The partnership will give Anthropic additional firepower to “directly improve capacity for Claude Pro and Claude Max subscribers,” SpaceX said in a website post. “As part of this agreement, Anthropic also expressed interest in partnering to develop multiple gigawatts of orbital AI compute capacity.”

Because of this deal, Anthropic said in its own post, the company is raising usage limits for users across some of its products. The changes, effective immediately, double Claude Code rate limits for users of Claude on Pro, Max, Team and seat-based Enterprise plans, remove peak-hour restrictions of Claude Code for Pro and Max accounts and raise API limits for Claude Opus models.

More AI means more data center deals

In the same post, Anthropic listed some of its other data center agreements with companies, including Amazon, Google and Microsoft, and reiterated its intention to keep expanding internationally.

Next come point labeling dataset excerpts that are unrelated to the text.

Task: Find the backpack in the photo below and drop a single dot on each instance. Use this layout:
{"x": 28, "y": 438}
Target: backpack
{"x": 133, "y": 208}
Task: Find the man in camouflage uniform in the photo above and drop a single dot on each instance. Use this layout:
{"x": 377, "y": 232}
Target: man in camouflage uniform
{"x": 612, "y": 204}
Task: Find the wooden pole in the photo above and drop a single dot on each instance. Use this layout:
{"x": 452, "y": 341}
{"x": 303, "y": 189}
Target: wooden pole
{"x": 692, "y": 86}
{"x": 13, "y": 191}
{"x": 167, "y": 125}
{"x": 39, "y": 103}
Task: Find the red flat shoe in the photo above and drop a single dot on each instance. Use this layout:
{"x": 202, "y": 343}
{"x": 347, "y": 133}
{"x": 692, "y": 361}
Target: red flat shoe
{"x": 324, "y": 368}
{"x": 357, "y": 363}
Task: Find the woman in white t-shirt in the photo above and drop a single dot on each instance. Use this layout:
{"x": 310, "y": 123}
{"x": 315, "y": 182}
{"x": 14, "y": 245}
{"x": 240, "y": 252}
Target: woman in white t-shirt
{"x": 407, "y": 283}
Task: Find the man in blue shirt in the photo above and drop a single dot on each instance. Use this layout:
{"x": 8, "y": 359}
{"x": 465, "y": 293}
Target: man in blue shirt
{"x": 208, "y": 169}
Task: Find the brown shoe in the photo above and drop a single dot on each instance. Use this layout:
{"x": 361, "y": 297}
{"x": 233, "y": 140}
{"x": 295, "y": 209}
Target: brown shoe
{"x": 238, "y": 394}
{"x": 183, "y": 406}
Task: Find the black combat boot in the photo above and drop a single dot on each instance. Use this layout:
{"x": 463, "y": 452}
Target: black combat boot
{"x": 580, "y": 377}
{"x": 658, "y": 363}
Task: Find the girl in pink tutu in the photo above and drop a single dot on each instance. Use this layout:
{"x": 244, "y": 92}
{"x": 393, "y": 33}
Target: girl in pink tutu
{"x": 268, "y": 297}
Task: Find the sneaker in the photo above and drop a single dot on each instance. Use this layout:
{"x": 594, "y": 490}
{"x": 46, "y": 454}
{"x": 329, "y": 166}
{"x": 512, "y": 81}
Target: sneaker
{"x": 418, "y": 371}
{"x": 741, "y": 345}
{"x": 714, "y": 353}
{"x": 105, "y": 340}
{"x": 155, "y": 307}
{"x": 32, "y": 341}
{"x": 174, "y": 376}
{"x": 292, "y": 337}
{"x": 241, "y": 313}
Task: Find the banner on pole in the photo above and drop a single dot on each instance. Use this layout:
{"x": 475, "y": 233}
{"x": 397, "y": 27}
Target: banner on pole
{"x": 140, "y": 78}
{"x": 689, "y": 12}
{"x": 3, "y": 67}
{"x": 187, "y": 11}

In the era of data center backlashes, Anthropic also announced in February that it has pledged to cover the costs of energy price increases driven by data center activity. Critics have questioned how companies such as Anthropic can uphold those pledges.

The deal with SpaceX, which acquired Musk’s AI company xAI earlier this year, may have surprised some, but AI companies are scrambling to secure data center resources as they continue to develop increasingly data-hungry artificial intelligence models.

At the same time, some communities are pushing back on new data center construction, leading some in the industry, Musk in particular, to plan to build data centers in space

Among the groups criticizing the deal is the NAACP, which said in a statement about SpaceX, “Any company that disregards the obvious environmental and health concerns of Black communities to supposedly power a future that will help us all is sending a clear message about who it intends to serve in that future… Anthropic’s use of a data center that pollutes a historically Black community is, at best, an uninformed decision, and at worst, a total disregard for the community’s wishes and health.”

The organization pointed to a lawsuit it has filed against SpaceX over environmental concerns at its Colossus 1 computing center.